İlkbaharda çıkan eriğin yeşil, kırmızı ve sarı meyvesi sonbahara kadar, kurutulmuşu da yıl boyunca tüketilebiliyor. Latince adı 'Prunus domestica' olan erik, en eski yazılı belgelere göre 2000 yıldır biliniyor. Kafkasya ve Hazar Deniz'i çevresinden dünyaya yayıldığı sanılan eriğin, erkenci döneminde çıkanına 'can eriği', yaz ortalarında olgunlaşanına 'Japon ya da İtalyan eriği' deniyor. Ağustos'ta olgunlaşmaya başlayan 'Avrupa eriği' ise ekim ayına kadar yenebiliyor. Farklı dönemlerde olgunlaşan eriğin, farklı biçim ve büyüklükteki meyvelerinin ince kabuğu, türlere göre yeşil, sarı, kırmızı ve mor renkler alıyor. Türkiye'deki en tanınmış erik çeşitleri can eriği, papaz eriği, mürdüm eriği ve tatlı üryani eriği olarak biliniyor.

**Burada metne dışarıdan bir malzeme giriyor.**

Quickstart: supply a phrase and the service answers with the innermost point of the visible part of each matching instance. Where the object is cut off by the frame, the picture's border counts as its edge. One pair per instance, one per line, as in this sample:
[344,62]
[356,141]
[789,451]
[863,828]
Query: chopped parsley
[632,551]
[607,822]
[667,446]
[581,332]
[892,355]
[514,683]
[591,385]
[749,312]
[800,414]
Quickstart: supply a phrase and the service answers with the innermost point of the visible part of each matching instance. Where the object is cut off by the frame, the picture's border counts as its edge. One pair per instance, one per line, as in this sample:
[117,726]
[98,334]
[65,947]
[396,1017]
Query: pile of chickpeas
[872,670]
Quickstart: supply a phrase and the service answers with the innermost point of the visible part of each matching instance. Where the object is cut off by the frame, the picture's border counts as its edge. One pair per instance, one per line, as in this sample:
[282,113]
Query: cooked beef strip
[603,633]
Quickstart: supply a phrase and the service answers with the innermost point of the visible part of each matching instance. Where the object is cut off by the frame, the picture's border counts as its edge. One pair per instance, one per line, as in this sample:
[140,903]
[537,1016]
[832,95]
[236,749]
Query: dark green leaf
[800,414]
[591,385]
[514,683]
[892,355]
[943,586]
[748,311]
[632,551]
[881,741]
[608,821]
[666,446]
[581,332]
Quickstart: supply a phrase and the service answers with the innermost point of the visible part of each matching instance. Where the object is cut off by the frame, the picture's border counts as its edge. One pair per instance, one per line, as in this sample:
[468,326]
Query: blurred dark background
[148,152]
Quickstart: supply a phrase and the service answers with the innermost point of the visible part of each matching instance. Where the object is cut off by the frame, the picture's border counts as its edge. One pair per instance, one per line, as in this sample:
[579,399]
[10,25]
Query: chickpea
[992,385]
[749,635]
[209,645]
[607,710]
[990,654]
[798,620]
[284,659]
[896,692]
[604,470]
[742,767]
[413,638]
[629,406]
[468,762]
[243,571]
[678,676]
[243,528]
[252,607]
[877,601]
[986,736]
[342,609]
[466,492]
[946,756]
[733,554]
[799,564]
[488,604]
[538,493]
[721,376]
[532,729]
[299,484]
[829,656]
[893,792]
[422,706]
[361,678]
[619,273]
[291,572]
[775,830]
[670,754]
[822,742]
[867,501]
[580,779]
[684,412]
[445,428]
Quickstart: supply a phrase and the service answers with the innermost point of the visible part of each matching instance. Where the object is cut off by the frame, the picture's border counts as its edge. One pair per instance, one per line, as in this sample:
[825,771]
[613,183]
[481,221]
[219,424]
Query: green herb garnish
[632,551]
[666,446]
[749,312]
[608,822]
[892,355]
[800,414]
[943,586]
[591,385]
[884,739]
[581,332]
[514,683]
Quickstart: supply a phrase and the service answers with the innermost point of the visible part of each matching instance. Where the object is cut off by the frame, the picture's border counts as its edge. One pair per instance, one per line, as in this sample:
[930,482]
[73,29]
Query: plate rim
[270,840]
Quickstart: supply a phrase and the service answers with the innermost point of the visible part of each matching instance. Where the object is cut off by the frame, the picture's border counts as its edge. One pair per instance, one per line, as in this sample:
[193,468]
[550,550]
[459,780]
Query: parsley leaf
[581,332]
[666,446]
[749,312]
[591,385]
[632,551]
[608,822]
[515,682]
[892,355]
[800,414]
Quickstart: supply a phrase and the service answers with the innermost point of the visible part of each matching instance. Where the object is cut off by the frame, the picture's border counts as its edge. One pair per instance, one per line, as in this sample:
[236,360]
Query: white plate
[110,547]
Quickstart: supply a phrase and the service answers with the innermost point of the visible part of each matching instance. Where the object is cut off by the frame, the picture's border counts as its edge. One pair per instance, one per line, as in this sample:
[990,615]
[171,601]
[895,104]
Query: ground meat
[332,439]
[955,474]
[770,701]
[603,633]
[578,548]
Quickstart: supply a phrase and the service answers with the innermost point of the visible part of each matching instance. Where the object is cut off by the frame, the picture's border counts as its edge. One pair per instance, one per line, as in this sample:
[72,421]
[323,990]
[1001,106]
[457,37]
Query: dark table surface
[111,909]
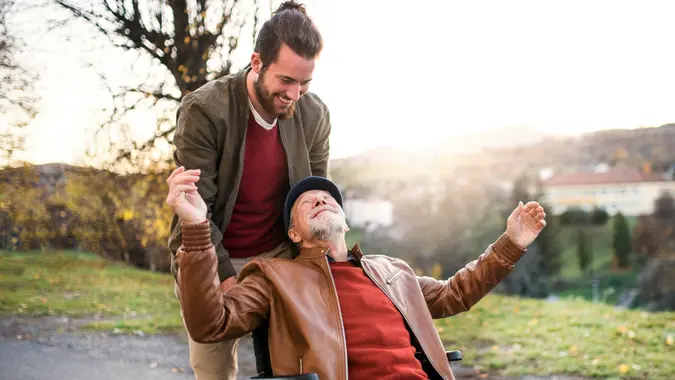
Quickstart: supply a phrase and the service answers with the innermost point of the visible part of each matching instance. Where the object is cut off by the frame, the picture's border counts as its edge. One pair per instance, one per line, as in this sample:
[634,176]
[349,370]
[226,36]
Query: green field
[506,334]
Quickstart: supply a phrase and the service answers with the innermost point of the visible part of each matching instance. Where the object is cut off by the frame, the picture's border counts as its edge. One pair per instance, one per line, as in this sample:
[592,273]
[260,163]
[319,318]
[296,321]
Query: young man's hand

Türkiye'nin hemen her yöresinde yetiştirilen erik, daha çok taze meyve olarak tüketildiği gibi komposto, hoşaf, şurup, pekmez, reçel, marmelat veya kurutularak saklanıyor. Satın alırken, canlı yeşil, sert, sulu ve lekesiz olan eriklerin seçilmesi tavsiye edilirken erik, bol miktarda B vitaminleri içeriyor. Uzmanlar, eriğin bağırsakları yumuşatıcı bir etkiye sahip olduğunu ifade ederken, ayrıca potasyum ve magnezyum minerali açısından da zengin bir meyve olduğunun altını çiziyor. Uzmanlar, eriği karaciğer, kalp ve böbrek hastalıklarına, sindirim rahatsızlığı çekenlere, tuzsuz rejim yapan ve romatizma rahatsızlığı olanlara da öneriyor.

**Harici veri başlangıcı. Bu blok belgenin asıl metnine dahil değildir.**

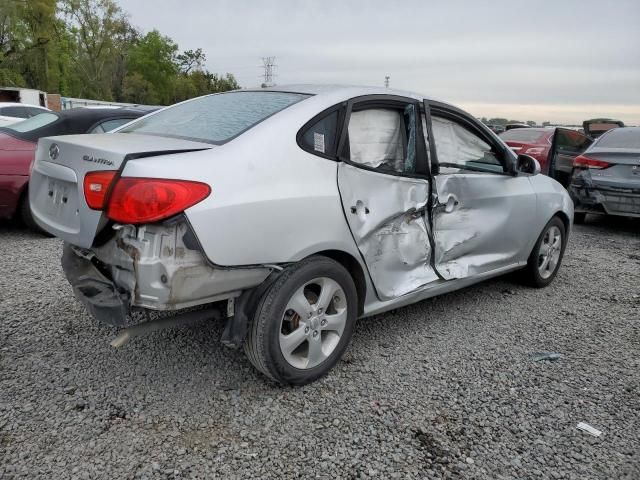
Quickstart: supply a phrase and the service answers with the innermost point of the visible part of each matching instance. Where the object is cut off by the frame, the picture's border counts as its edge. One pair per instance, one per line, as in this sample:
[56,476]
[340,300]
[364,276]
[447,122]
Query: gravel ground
[443,389]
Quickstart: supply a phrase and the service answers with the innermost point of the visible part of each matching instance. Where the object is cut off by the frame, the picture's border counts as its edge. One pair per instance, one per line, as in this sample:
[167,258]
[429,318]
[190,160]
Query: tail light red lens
[585,162]
[96,186]
[145,200]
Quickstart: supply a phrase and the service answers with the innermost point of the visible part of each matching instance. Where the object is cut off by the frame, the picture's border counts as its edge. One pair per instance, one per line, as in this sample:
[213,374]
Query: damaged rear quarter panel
[481,222]
[271,202]
[383,212]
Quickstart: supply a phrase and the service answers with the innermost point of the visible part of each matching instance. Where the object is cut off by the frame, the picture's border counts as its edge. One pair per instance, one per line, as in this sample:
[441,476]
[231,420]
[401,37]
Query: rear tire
[579,218]
[27,217]
[546,256]
[303,323]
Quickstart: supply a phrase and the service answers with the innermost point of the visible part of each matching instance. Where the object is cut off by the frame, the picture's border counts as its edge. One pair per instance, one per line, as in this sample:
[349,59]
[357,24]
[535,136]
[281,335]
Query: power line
[268,63]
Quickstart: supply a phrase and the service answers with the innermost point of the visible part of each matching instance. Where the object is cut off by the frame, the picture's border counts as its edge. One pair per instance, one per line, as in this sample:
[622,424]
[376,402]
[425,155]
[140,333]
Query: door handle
[359,206]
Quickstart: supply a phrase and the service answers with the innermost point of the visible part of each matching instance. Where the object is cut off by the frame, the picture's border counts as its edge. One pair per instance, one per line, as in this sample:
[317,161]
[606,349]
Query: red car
[553,147]
[18,143]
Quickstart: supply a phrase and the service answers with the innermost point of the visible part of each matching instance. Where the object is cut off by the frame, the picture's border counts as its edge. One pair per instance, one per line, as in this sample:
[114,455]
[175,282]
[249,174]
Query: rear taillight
[146,200]
[585,162]
[96,187]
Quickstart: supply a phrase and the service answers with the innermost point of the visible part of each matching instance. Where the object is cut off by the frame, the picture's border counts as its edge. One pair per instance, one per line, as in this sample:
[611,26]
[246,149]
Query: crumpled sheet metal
[396,256]
[458,236]
[395,246]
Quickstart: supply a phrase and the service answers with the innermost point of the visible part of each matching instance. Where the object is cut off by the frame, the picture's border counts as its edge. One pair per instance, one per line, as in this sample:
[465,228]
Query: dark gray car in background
[606,176]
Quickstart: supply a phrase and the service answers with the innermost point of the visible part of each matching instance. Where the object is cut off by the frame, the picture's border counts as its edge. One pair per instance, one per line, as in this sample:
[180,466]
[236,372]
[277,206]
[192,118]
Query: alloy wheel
[549,253]
[313,322]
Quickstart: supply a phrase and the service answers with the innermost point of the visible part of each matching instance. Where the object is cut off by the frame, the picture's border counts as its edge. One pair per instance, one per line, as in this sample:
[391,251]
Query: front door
[384,185]
[566,145]
[481,211]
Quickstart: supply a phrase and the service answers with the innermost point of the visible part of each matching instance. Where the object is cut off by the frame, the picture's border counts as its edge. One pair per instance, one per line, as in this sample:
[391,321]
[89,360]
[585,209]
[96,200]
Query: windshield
[526,135]
[33,123]
[214,118]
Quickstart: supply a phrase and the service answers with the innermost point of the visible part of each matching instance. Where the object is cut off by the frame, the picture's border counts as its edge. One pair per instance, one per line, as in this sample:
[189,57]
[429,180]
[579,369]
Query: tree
[101,32]
[88,48]
[153,57]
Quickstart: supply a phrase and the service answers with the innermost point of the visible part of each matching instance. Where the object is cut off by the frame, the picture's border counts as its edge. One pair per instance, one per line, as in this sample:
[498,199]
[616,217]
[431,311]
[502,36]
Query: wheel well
[565,219]
[354,268]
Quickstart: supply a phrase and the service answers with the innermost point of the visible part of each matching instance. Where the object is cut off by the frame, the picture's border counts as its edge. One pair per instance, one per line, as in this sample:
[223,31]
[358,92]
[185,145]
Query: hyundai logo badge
[54,151]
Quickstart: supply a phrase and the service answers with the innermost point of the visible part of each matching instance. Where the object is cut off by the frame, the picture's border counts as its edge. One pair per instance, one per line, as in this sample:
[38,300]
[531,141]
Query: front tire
[579,218]
[546,257]
[304,321]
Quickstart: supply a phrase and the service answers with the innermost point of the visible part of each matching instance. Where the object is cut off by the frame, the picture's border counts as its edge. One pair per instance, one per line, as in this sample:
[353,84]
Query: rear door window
[384,139]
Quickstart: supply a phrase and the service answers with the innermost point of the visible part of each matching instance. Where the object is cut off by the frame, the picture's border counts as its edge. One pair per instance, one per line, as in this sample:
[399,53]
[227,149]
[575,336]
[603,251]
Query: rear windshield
[621,138]
[525,135]
[214,118]
[33,123]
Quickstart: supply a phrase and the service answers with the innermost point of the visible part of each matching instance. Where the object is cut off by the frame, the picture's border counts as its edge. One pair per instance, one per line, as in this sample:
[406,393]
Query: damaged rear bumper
[97,293]
[155,267]
[605,200]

100 gr taze erik; 66 kalori, 17.8 gr karbonhidrat, 299 mg potasyum, 17 mg fosfor, 2mg sodyum, 18 mg potasyum, 0.5 mg demir, 0.4 mg lif içeriyor. Erik ayrıca, A, B1, B2, B3, B6, C, E vitamini içeriyor. Kuru eriğin, tazesine göre daha fazla ve pişirilmeden yenmesi öneriliyor.